If the ability to spend bitcoins and therefore bitcoins depend on/correspond to private keys, how can fractions of coins exist? Can the key be split up? How are fractional transactions signed versus integer transactions? I am not asking what the subdivisions of bitcoin are or how it can be further subdivided.
3 Answers
The analogy of "coins" as individual objects that can be handled is misleading. The atomic unit in Bitcoin is a satoshi, but satoshis are not handled individually, rather in each transaction it is specified how many satoshis (as an integer variable) move from where to where. The total number of satoshis in the input must be at least as great as in the output, and all the inputs must be digitally signed by the owners.
The private key is what allows you to prove ownership of given outputs.
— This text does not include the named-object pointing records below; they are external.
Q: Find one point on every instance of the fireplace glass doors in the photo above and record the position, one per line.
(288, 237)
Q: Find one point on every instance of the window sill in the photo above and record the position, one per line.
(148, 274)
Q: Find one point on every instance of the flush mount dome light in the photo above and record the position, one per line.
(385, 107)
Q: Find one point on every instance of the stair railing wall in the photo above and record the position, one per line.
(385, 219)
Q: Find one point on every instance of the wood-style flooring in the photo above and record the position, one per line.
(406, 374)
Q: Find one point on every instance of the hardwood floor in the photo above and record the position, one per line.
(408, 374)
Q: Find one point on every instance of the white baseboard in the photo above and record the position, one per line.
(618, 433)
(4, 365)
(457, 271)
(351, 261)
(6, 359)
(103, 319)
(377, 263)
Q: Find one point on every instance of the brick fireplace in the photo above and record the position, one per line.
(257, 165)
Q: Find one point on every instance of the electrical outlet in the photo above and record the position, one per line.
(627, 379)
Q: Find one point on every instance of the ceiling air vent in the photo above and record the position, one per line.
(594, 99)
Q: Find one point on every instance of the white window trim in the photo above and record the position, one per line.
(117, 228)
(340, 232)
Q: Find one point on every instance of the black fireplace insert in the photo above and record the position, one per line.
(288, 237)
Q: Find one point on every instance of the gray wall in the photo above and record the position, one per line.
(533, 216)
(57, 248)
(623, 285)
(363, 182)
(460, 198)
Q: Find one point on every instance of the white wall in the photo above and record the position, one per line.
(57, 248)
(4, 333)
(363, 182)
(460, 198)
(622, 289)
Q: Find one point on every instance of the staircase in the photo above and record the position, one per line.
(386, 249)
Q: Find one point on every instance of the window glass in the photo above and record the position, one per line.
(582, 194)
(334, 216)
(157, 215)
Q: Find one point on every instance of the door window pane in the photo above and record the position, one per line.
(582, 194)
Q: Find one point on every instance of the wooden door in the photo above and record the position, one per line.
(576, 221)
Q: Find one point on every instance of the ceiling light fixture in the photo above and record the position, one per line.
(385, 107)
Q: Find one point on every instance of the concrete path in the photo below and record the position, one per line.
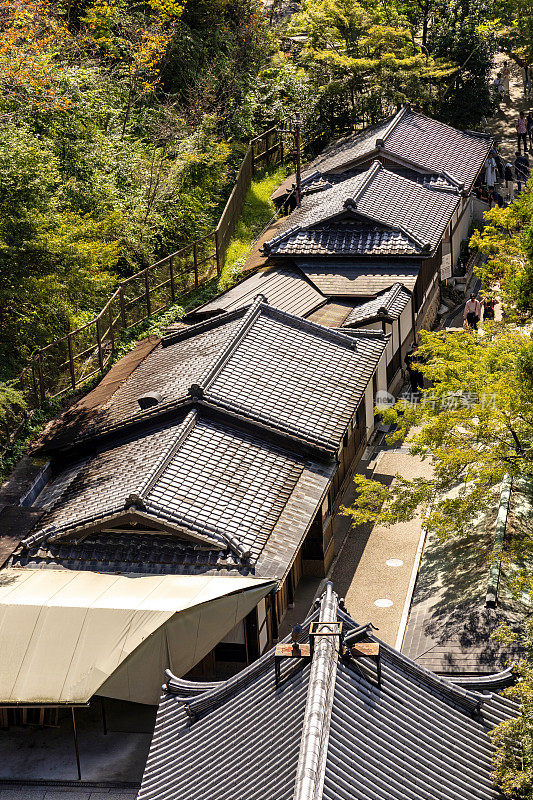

The way it is used for signatures doesn't really depend on how many different outputs you have and what is the value of each.
There isn't even a meaningful concept of "a bitcoin" in the software, a bitcoin is just shorthand for 100,000,000 satoshis.
Bitcoin doesn't use the concept of "balances" it uses transactions. A transaction consists of inputs and outputs.
The transaction amount is the total of all inputs. Each input in a transaction is spent in its entirety during the transaction. And the outputs can total any amount up to the total transaction amount. Any amount remaining (inputs - outputs) goes to the miner as a fee.
So a transaction might look like:
INPUTS:
25 BTC
50 BTC
OUTPUTS
40.2 BTC
34.7 BTC
So the 75 BTC total inputs, less 74.9 BTC total outputs means 0.1 BTC goes to the miner.
Now, at the protocol level, the 25 BTC amount is really 2,500,000,000 because each 1 BTC is actually 100,000,000 Satoshis.
So the 34.7 BTC output was really the number 3,470,000,000.
So there are no fractions. These are all integers.
When the client displays these numbers, it shows them in whatever units the client is configured to use (BTC, mBTC, uBTC).
The private keys you mention is nothing but "permission" to make changes to the P2P General Ledger known as the bitcoin network. A "Bitcoin" really doesn't exist, rather a Bitcoin is just an entry in the GL, with a deposit into your "public key" (aka account).
When money is added to your account, someone else (the spender) signs the transaction and dedicates the funds to your public key. When they do this, they use their private key to create a "spend entry" and assign a number (or fraction thereof) to you.
So think of the key as "permission to spend the account, or subtract any decimal value up to eight (0.00000000 BTC) decimal places". If you lose this private key, you lose the ability to spend the money and it's lost forever. If someone hacks your computer, or steals your key, they have permission to spend your coins.